Well, I can’t profess on the issue but, I wonder if locales is a bit ‘PC gone too far’. Surely its about communication? so if the different dialects don’t cause a breakage in communication then the does the adage ‘if it ain’t broke, don’t fix it’, apply?
Maybe it’s useful for multi-national entities but the cost of translation is quite significant for smaller businesses. I digress :oops:
Locale implies more than just language, IBazz… For example, en_US, en_GB, en_CA, en_ZA, en_AU, en_NZ - all imply “English”, and can fall back on the default “English” dialect you choose for your site… but which ones use mm/dd/yyyy vs. dd/mm/yyyy?

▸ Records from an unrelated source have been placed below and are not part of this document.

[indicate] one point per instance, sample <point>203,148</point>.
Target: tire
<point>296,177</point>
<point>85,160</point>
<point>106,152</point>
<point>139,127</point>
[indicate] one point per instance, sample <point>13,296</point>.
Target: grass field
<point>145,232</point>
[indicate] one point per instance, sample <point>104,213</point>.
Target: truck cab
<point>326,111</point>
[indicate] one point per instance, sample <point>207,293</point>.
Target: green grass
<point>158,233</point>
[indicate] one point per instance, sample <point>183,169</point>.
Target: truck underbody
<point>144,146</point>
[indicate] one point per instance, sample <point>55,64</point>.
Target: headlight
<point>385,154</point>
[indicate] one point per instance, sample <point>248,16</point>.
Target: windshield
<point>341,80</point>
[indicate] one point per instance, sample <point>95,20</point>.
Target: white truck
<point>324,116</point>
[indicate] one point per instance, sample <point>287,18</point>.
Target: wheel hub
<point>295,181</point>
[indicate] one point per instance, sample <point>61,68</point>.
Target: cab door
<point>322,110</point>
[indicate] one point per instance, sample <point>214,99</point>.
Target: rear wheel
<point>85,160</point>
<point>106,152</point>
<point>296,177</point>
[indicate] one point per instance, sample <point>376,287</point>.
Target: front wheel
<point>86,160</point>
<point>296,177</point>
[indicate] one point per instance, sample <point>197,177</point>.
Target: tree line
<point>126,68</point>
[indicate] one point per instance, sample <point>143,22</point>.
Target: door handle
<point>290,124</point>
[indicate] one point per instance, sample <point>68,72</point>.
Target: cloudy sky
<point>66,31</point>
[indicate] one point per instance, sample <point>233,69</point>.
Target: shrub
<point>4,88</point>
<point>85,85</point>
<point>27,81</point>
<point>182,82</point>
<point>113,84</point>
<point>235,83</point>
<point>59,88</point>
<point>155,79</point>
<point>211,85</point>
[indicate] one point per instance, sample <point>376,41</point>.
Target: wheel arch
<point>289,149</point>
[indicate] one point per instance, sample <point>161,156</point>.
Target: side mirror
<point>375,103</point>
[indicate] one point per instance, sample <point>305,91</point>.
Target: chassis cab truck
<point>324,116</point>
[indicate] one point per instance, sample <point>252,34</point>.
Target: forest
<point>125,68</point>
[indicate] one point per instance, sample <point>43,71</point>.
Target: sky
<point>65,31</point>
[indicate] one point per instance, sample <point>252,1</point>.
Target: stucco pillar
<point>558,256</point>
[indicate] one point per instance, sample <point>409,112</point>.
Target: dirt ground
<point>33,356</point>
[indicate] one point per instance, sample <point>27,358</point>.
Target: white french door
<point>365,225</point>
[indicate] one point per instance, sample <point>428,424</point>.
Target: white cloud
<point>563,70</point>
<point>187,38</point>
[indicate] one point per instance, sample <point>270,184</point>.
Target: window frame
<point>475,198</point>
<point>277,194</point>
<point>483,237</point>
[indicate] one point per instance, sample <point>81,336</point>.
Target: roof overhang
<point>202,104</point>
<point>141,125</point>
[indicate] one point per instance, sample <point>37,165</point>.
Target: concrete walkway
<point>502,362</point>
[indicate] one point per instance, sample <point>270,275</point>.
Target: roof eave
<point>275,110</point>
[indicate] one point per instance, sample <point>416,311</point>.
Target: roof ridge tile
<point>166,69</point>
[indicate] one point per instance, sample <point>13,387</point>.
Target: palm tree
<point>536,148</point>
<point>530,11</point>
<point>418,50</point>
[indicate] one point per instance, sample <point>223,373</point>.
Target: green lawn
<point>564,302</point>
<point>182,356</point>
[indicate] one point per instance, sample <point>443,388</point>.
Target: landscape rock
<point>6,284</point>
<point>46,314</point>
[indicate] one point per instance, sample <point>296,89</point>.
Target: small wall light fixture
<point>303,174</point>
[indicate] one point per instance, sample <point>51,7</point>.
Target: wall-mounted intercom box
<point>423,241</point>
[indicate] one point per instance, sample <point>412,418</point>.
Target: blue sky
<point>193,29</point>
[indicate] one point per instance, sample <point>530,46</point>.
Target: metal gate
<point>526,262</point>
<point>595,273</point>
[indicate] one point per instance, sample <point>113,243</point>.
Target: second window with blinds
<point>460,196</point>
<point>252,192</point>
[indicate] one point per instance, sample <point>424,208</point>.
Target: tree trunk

Which use meters and kilos vs. feet and pounds? These are important “locale” settings that have nothing to do with language. If your mission is to localize your website, why restrict your DB to language when it’s not much more work to account for full locale, and allow future localization of other non-linguistic information?
Don’t think that’s important? If you print your date for an upcoming event as 04/05/2011 - half your audience may believe it’s April 5th, the other half May 4th… think that’s not an important miscommunication? Think again.
Heh… “equally confusing EVERYONE” doesn’t equate to “no confusion anywhere”. I’ve used dates in YYYY-MM-DD format in websites before… the specific case I’m thinking of was a form with a jQuery datepicker that filled the field with a Y-m-d date. I never saw so much negative user feedback in my life!!! People called us at least every other day confused about the dates!!! Don’t assume people are smart… that’s a sure way to develop poor usability apps.